In current research on ensemble learning methods, many scholars have used the simple average ensemble, linear ensemble, and random forest ensemble to study [26]. Through a large number of research examples, it has been shown that ensemble learning models generally have better predictive performance. For example, Zhou Kun et al. [27] constructed a random forest (RF) ensemble prediction model based on Empirical Mode Decomposition (EMD), Extreme Gradient Boosting (XGBoost), Extreme Learning Machine (ELM), and corresponding combination models and conducted empirical research using carbon trading market data. The results showed that the proposed prediction model has a higher predictive performance than the benchmark model; Wang et al. [28] proposed a gated cyclic unit ensemble prediction model with random time effect weights based on the introduction of EMD. The experimental results showed that the ensemble model was superior to other comparative methods in the field of energy price prediction; Zhong, M et al. [29] proposed a prediction-based online trading strategy integration framework, which mainly consists of isomorphic CNN predictors, classifiers, and actuators. The effectiveness of the integration method was verified on the Standard & Poor’s and DJI datasets; Chai Jian et al. [30] provided a new comprehensive integrated prediction framework for natural gas consumption in different industries, but this integration is mainly based on the existence of influencing factors on natural gas consumption, and further research has not been conducted on the integrated prediction of natural gas consumption without selecting influencing factors, and there is relatively little existing research in this area.
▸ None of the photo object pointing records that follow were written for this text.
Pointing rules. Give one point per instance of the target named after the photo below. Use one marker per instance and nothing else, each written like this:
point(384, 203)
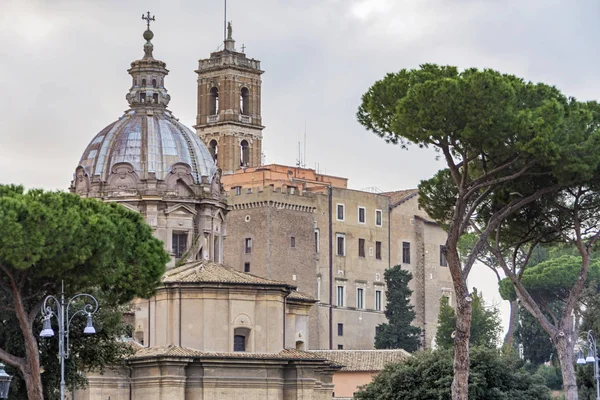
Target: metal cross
point(148, 18)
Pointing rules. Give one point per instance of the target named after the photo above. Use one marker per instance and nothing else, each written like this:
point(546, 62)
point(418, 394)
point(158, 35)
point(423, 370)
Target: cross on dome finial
point(148, 18)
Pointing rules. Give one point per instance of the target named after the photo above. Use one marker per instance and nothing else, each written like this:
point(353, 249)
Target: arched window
point(240, 339)
point(214, 101)
point(244, 153)
point(213, 147)
point(245, 101)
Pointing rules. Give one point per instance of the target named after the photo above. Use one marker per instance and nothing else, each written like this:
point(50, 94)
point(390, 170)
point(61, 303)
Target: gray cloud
point(63, 69)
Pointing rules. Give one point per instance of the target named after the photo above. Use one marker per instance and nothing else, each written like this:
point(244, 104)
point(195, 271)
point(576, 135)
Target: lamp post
point(61, 311)
point(4, 382)
point(591, 358)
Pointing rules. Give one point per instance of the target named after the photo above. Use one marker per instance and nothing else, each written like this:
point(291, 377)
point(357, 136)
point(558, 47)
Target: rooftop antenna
point(225, 22)
point(304, 163)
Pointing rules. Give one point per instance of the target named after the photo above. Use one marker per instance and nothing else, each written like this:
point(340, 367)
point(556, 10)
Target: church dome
point(152, 143)
point(147, 141)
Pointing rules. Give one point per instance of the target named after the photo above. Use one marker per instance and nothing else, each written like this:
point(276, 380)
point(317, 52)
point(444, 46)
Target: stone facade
point(431, 279)
point(229, 114)
point(200, 358)
point(348, 282)
point(210, 332)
The autoregressive integral moving average (ARIMA) model, as one of the classic models for time-series prediction, has the advantages of simple calculation, high speed efficiency, and high prediction accuracy. The high-order fuzzy cognitive map (HFCM) can compensate for the shortcomings of time-series prediction methods in describing causal relationships and dynamic system modeling. Using both as the basis models for integrated prediction is beneficial for achieving better prediction results. Meanwhile, by summarizing existing machine-learning prediction methods for natural gas consumption, it was found that most of them focus on single-model combination and data decomposition for prediction research, and few scholars have improved the internal structure of neural networks to enhance the data processing ability of machine-learning models.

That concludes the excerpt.